We use quantum-mechanical modeling to study the effect of local and long-range disorder on the incorporation energy, optical, IR, and XPS spectra of a peroxy linkage defect in amorphous silica (a-SiO2). We discuss the methods to simulate amorphous structures and investigate to which extent cluster models are applicable to study a-SiO2. For this purpose we compare the results of the periodic DFT calculations of the possible peroxy linkages formed on incorporating an oxygen atom in the amorphous super-cell with the results obtained using molecular and embedded cluster models. We use simple molecular clusters terminated by H atoms and larger clusters treated using the ONIOM technique, in which the distortion of the amorphous structure surrounding the defect is accounted for in a region of approximately 15 Angstrom.

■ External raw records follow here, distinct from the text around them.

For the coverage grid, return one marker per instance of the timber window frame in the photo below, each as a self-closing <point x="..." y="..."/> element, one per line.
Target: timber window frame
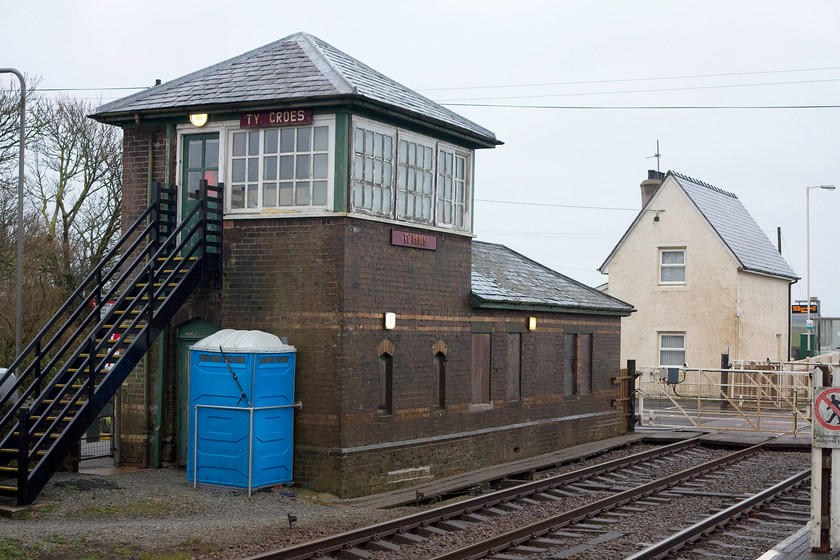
<point x="672" y="348"/>
<point x="281" y="169"/>
<point x="672" y="266"/>
<point x="421" y="180"/>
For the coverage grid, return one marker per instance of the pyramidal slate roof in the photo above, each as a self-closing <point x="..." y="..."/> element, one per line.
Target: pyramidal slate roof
<point x="732" y="223"/>
<point x="502" y="277"/>
<point x="297" y="68"/>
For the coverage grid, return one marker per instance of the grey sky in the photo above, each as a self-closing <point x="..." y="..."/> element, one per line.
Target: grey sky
<point x="761" y="53"/>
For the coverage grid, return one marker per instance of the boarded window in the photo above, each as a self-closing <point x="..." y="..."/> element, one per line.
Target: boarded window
<point x="480" y="382"/>
<point x="585" y="363"/>
<point x="570" y="361"/>
<point x="440" y="382"/>
<point x="386" y="383"/>
<point x="514" y="373"/>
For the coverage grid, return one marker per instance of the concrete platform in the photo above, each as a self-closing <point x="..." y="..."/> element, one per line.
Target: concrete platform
<point x="797" y="547"/>
<point x="462" y="481"/>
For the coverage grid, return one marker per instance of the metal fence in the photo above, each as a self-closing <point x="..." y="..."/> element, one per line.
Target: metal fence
<point x="750" y="396"/>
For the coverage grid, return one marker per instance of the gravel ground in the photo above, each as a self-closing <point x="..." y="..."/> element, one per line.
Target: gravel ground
<point x="142" y="514"/>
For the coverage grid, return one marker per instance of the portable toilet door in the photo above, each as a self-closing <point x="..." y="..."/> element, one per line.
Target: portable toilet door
<point x="241" y="417"/>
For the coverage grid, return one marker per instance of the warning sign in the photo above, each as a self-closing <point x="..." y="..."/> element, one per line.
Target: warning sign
<point x="826" y="417"/>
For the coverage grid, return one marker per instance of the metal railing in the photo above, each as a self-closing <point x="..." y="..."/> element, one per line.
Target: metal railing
<point x="751" y="396"/>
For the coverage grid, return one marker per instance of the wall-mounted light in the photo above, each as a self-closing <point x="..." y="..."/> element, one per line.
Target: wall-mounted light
<point x="390" y="321"/>
<point x="198" y="119"/>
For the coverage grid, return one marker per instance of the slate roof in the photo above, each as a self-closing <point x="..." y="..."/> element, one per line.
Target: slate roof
<point x="732" y="223"/>
<point x="300" y="68"/>
<point x="502" y="277"/>
<point x="736" y="228"/>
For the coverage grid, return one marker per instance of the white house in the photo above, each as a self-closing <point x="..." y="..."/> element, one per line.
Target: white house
<point x="703" y="276"/>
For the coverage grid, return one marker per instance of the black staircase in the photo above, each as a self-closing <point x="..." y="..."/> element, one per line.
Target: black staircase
<point x="75" y="365"/>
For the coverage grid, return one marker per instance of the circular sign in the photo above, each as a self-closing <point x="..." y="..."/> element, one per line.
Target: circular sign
<point x="827" y="408"/>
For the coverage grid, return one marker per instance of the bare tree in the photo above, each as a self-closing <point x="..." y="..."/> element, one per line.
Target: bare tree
<point x="75" y="185"/>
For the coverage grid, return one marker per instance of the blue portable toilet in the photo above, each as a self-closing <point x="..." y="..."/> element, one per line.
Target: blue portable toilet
<point x="242" y="386"/>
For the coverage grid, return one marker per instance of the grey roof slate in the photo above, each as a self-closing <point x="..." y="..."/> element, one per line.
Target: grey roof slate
<point x="736" y="228"/>
<point x="732" y="223"/>
<point x="297" y="67"/>
<point x="501" y="276"/>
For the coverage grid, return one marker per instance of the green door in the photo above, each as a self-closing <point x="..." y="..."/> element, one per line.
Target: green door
<point x="200" y="161"/>
<point x="187" y="335"/>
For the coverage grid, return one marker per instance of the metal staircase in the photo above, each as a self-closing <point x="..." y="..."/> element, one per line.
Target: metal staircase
<point x="78" y="361"/>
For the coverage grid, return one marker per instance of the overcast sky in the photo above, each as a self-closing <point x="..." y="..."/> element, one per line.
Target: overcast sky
<point x="577" y="169"/>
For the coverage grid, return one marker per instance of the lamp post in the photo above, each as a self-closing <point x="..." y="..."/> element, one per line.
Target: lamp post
<point x="18" y="279"/>
<point x="809" y="325"/>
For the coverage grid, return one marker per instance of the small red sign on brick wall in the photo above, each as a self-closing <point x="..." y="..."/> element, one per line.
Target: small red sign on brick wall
<point x="416" y="240"/>
<point x="280" y="117"/>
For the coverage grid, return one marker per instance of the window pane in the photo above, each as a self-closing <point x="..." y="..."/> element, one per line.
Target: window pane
<point x="673" y="274"/>
<point x="319" y="193"/>
<point x="287" y="140"/>
<point x="286" y="192"/>
<point x="287" y="167"/>
<point x="239" y="144"/>
<point x="358" y="141"/>
<point x="271" y="141"/>
<point x="237" y="196"/>
<point x="270" y="194"/>
<point x="304" y="139"/>
<point x="672" y="357"/>
<point x="270" y="168"/>
<point x="320" y="166"/>
<point x="673" y="257"/>
<point x="238" y="172"/>
<point x="253" y="143"/>
<point x="321" y="139"/>
<point x="673" y="341"/>
<point x="302" y="197"/>
<point x="368" y="143"/>
<point x="302" y="170"/>
<point x="211" y="153"/>
<point x="359" y="167"/>
<point x="253" y="169"/>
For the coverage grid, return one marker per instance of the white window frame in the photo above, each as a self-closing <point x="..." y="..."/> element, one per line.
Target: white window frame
<point x="318" y="120"/>
<point x="430" y="149"/>
<point x="393" y="213"/>
<point x="662" y="348"/>
<point x="464" y="202"/>
<point x="672" y="266"/>
<point x="371" y="186"/>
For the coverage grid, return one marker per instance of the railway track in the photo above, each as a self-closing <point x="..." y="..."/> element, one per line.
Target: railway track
<point x="595" y="504"/>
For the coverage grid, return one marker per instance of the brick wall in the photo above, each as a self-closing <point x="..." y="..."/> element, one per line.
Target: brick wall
<point x="325" y="283"/>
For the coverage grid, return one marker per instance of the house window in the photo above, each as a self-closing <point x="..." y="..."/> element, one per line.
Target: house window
<point x="440" y="381"/>
<point x="514" y="377"/>
<point x="480" y="381"/>
<point x="373" y="156"/>
<point x="585" y="363"/>
<point x="406" y="176"/>
<point x="577" y="375"/>
<point x="672" y="266"/>
<point x="414" y="181"/>
<point x="570" y="363"/>
<point x="281" y="168"/>
<point x="452" y="188"/>
<point x="386" y="384"/>
<point x="671" y="349"/>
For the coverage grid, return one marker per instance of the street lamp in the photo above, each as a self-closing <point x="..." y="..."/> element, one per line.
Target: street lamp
<point x="19" y="276"/>
<point x="809" y="325"/>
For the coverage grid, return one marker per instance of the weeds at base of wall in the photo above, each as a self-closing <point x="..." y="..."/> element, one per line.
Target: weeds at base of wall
<point x="56" y="548"/>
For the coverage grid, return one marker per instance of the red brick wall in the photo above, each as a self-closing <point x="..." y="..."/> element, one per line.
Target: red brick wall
<point x="325" y="283"/>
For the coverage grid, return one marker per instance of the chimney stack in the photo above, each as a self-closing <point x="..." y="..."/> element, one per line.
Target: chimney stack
<point x="650" y="185"/>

The results demonstrate the importance of the local and medium-range disorder around the defect, such as the peroxy center, which induces relaxation in an area of the amorphous structure extending beyond the first and second neighbors. The geometric structures and the distribution of incorporation energies of such a defect cannot be adequately described in a simple molecular cluster model. On the other hand, optical transitions localized on the -O-O- bridge itself are not strongly affected by disorder. Our results indicate that the embedded cluster approaches, such as ONIOM, can provide a useful alternative to fully ab initio periodic calculations of geometrical structures and incorporation energies of point defects in silica.